St. Benedict’s Rule has remained popular for centuries. I believe that this is true for one very simple reason. It answers a question that serious Christians all ask. “If the power and presence of God are real and effective, what does this mean for human experience in day-to-day life?” Put another way, “What does Christ offer to men and women and what does he ask from them in return?” How do we recognize him, know him, respond to him?
People, including most Christians, have various images in their minds about God. Some think of him as entirely and always benevolent while others think of him primarily as wrathful. Some want to know what God will do for them while others wonder what God wants from them. The real question, I believe, is this: “Can all the holy aspects of the divine Being somehow be reconciled in our minds so that our hearts are warmed by the interior reality of Christ in the human soul?” Where is God when I suffer? Is God good, truly good? Can his promises be trusted, especially when life deals us a cruel blow?
St. Benedict answers these questions in ways that very few classical Christian writers do. He does so by appealing to what is called lectio divina (“divine” or “sacred reading”). He believed, like many after him from the fourth century down to the present, that such careful, sacred reading is essential to a deeply spiritual life. This kind of reading is more than reading a text, or scanning material for useful facts and Bible information. (This is why I despise “Bible trivia” games of all sorts!)
There has been a magnificent recovery in recent decades when it comes to reading the Bible as narrative, or story. In this reading we are seeking to really hear the Scripture in the context in which it was written. We can even discover a plot line that leads to a climax, as in the decisive act of a drama. (This is one of several reasons we call my own mission ACT 3.) But lectio divina is a meditative approach. The reader seeks to taste and savor the beauty and truth of the passage, even of a phrase within a passage. It is contemplative reading. The reader is deeply moved and shaped by the text, not just informed and taught. This kind of reading also invites the reader into something that is beautiful and true, namely into the Trinity.
Yesterday I mentioned the four steps of lectio divina that are stressed by St. Benedict, as well as others who have followed him. These are: (1) To read, (2) To meditate, (3) To rest in the sense of God’s nearness and, (4) To increase one’s desire for the holy Trinity wherein all that is truly lovely and unspoiled might be discovered in one’s real interior experience, not simply in the mind or by concept. This kind of reading, if you follow what I’ve said, is really prayer itself. Indeed, it is in this kind of prayer that God manifests his presence to us.

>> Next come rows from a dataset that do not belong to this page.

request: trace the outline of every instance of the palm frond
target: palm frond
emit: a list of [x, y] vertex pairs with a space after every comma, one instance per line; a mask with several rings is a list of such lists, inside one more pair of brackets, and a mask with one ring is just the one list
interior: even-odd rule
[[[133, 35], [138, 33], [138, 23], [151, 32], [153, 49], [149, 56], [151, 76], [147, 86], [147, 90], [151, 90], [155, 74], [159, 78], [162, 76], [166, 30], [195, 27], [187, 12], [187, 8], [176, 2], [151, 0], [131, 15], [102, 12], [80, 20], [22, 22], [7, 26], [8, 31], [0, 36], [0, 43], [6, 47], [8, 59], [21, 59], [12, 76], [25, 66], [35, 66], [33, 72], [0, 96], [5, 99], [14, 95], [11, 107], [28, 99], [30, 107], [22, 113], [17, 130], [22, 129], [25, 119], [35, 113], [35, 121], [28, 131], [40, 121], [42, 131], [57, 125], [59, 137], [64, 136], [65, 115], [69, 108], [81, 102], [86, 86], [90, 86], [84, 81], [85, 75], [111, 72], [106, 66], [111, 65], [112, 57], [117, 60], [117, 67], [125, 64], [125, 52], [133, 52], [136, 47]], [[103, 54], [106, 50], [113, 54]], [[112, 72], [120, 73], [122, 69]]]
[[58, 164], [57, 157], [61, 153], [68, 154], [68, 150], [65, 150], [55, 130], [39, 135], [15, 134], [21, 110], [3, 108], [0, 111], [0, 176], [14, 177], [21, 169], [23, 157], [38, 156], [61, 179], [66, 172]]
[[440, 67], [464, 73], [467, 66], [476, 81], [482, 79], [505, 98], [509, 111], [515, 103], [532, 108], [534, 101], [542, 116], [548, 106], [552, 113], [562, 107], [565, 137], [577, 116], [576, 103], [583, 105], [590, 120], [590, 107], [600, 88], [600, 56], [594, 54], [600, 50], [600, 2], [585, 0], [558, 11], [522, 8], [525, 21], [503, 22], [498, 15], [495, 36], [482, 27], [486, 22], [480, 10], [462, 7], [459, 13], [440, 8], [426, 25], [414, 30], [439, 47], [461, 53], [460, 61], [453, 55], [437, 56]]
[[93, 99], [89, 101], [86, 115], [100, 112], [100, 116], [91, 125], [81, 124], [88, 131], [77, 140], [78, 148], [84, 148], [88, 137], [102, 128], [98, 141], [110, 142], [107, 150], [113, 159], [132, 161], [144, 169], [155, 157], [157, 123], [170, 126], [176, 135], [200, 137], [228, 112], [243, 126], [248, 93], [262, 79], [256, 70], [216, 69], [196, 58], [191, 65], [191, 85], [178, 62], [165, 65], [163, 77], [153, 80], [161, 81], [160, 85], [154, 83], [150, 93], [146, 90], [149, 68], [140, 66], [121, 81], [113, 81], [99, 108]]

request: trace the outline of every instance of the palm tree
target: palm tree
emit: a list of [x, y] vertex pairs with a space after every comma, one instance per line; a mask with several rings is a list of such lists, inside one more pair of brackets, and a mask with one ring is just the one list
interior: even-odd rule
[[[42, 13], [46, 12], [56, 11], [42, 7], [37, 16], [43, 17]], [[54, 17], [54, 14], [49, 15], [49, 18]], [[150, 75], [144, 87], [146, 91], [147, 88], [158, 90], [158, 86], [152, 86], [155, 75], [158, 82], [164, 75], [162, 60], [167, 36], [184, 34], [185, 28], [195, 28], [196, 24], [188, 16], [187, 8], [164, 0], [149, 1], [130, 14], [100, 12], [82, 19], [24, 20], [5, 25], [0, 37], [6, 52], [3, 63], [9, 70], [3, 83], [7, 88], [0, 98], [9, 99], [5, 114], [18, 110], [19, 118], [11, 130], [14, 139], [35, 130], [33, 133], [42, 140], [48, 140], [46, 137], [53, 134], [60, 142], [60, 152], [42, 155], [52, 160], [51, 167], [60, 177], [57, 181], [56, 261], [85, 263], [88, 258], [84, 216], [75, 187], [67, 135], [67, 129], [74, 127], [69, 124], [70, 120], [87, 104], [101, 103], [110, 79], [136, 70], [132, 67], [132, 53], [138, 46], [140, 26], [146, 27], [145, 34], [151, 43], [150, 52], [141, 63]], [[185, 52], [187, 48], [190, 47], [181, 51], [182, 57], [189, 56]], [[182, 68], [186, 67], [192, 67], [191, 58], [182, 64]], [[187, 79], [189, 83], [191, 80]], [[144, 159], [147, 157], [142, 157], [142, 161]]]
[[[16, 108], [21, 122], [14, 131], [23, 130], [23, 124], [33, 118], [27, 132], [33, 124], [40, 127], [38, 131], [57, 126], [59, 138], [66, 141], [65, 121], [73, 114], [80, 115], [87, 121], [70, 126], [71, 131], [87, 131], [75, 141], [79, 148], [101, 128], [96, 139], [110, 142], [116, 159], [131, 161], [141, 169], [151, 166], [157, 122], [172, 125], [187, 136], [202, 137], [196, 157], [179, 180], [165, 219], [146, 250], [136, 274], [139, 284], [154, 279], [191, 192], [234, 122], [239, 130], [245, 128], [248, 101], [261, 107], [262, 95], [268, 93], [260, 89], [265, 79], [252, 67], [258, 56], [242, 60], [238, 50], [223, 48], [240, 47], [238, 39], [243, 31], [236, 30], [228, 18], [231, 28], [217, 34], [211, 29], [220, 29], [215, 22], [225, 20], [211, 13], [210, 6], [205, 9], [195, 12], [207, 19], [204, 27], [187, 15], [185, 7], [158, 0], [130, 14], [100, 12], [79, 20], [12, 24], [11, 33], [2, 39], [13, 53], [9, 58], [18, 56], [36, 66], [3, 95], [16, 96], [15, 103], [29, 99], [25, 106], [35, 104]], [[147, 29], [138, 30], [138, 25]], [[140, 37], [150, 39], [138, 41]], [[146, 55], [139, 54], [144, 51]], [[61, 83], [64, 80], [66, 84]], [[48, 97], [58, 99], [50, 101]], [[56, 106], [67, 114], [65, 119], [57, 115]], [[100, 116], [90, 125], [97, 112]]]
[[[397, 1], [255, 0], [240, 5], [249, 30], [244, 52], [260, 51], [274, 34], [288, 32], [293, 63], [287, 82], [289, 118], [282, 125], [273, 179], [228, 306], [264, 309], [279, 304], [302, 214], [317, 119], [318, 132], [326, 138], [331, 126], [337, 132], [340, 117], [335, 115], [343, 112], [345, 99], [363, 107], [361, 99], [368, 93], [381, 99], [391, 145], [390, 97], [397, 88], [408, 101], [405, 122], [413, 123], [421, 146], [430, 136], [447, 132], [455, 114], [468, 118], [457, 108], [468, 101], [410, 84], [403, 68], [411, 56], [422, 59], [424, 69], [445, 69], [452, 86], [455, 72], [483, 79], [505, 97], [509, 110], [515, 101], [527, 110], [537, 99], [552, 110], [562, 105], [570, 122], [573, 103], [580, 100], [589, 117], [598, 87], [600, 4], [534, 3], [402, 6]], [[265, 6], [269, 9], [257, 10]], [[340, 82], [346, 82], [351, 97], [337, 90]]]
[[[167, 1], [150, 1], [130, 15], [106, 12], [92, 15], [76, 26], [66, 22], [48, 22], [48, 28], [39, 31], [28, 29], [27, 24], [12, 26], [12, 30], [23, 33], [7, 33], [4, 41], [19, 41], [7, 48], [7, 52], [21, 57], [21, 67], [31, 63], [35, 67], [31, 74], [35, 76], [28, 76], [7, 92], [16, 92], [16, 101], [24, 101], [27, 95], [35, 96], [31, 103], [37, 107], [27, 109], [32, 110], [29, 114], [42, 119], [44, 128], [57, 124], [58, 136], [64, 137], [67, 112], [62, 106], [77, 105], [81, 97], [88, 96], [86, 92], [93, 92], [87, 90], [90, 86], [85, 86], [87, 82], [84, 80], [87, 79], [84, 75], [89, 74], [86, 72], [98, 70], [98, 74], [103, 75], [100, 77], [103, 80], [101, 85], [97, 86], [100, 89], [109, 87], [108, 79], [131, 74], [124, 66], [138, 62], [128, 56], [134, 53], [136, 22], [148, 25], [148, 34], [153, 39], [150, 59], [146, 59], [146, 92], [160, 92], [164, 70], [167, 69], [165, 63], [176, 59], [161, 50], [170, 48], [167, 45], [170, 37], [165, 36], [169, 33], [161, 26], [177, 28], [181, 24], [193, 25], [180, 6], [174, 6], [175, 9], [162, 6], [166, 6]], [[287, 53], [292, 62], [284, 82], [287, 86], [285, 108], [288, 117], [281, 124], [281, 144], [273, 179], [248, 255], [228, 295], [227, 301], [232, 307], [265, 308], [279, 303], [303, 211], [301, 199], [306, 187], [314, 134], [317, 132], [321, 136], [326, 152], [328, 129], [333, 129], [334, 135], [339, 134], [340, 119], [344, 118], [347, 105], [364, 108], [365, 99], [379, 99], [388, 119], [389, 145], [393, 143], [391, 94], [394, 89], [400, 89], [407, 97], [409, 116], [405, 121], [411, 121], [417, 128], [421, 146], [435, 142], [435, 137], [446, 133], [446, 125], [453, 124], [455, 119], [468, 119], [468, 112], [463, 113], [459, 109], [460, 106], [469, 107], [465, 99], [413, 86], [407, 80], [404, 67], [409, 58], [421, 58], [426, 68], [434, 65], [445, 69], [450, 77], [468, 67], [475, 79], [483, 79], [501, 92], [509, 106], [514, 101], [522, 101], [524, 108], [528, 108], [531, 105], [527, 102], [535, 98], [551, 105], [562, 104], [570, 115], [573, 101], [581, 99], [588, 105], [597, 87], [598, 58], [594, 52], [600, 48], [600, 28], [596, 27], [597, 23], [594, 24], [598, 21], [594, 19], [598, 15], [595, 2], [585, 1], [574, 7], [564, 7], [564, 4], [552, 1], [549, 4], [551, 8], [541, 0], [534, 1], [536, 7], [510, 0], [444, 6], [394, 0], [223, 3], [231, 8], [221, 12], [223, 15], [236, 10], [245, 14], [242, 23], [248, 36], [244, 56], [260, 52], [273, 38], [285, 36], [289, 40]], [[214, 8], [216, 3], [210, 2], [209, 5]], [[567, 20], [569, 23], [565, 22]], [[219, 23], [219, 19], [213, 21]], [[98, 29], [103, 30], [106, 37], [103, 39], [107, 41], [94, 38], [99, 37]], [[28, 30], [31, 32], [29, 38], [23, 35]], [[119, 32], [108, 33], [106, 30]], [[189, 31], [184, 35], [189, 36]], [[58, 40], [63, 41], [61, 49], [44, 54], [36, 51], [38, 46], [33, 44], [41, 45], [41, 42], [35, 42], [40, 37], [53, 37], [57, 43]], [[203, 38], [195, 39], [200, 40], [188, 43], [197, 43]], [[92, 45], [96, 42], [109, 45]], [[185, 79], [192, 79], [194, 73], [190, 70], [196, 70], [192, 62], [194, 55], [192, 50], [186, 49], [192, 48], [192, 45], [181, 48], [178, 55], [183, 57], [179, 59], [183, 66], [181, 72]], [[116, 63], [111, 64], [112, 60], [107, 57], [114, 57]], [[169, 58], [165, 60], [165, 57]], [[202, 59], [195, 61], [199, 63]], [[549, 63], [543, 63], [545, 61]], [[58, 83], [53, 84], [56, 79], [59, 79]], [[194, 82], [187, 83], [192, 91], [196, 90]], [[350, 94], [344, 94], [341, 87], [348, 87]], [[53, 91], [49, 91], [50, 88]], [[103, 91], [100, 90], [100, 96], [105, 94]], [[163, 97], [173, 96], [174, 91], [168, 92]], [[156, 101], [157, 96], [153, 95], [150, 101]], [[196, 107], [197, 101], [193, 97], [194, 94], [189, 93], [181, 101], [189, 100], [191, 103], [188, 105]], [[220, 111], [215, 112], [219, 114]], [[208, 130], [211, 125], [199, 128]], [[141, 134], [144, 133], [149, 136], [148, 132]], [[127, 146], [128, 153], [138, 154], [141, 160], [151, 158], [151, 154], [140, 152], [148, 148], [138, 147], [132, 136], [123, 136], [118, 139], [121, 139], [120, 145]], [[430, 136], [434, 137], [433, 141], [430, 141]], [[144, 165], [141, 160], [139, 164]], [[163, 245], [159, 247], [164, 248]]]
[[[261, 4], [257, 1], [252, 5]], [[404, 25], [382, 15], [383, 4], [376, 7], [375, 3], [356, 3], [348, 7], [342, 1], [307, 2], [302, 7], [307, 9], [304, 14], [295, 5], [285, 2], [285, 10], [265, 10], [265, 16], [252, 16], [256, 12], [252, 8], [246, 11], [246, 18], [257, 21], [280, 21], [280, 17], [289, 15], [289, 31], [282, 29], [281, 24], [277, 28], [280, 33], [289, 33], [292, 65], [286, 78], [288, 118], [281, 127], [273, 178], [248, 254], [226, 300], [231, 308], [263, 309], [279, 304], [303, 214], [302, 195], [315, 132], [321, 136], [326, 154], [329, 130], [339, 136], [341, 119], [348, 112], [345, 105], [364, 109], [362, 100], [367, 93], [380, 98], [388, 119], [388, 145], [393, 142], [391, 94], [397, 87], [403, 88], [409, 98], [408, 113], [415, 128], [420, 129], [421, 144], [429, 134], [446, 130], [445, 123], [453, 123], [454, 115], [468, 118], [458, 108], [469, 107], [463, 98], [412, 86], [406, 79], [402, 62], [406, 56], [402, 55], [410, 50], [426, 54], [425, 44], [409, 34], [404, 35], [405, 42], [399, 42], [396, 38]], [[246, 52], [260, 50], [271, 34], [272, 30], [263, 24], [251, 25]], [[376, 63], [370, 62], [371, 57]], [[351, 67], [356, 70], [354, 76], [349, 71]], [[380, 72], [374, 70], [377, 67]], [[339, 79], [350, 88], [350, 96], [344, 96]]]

Fifteen hundred years ago a young man studying in Rome became so totally disgusted with paganism that he decided, like others in his time, to seek a cave some distance from the city where he could live in solitude and seek God. Thomas Moore says, “In that decision Benedict enacted a fantasy that has inflamed the hearts of men and women before and since–the idea of making a life apart from the crowd, in a style at odds with the norm.”
In some ways it is in spite of this story that Benedict came to pursue God and the development of his interior life in a way that has touched millions over the centuries. Most people will never practice Benedict’s Rule in a monastic setting. But multitudes practice it nonetheless. Why? Behind the Rule is the imagination of a pilgrim learning how to seek after God’s own Being.
I have often been confused by various approaches to spiritual life but the Rule of St. Benedict allowed me to see that genuine spirituality can never be separated from local, real (incarnate and human) community. (This is why we read Dietrich Bonhoeffer’s Life Together in the ACT 3 Cohort groups.) If a deeper interior life is shaped by a constant struggle between obedience and freedom, between listening and speaking, between possessing and letting go, between clinging to stability and embracing change, then we need community in our lives. We dare not do this alone.
The simple truth is that virtually none of the church communities that we belong to in our time foster these struggles in a healthy way. It is uncommon to find such a place where life is free but ordered. We are extremists today and we are so far out of balance that rare is the place where you find harmony.
The spirit of St Benedict's Rule is summed up in the motto of what is called The Benedictine Confederation: pax ("peace") and the traditional ora et labora ("pray and work"). Compared to other precepts, the Rule provides a moderate path between individual zeal and formulaic institutionalism. This is why it appeals to me so deeply. It carves out a middle ground.
It is this reality that prompted me to create the ACT 3 Missional-Ecumenical Cohort training course. I want to create a safe place where freedom and discipline are developed. I want to find ways to help hungry souls find what they desire.
Personally, I am weary of books about theology that do not lead me to God alone as my living hope. Abstractions do not feed me, they merely give me arguments. I need a sensible, sane and practical way of becoming more like Christ. St. Benedict’s Rule has helped me. This is why we will work it into the new ACT 3 Cohort groups that are forming this year.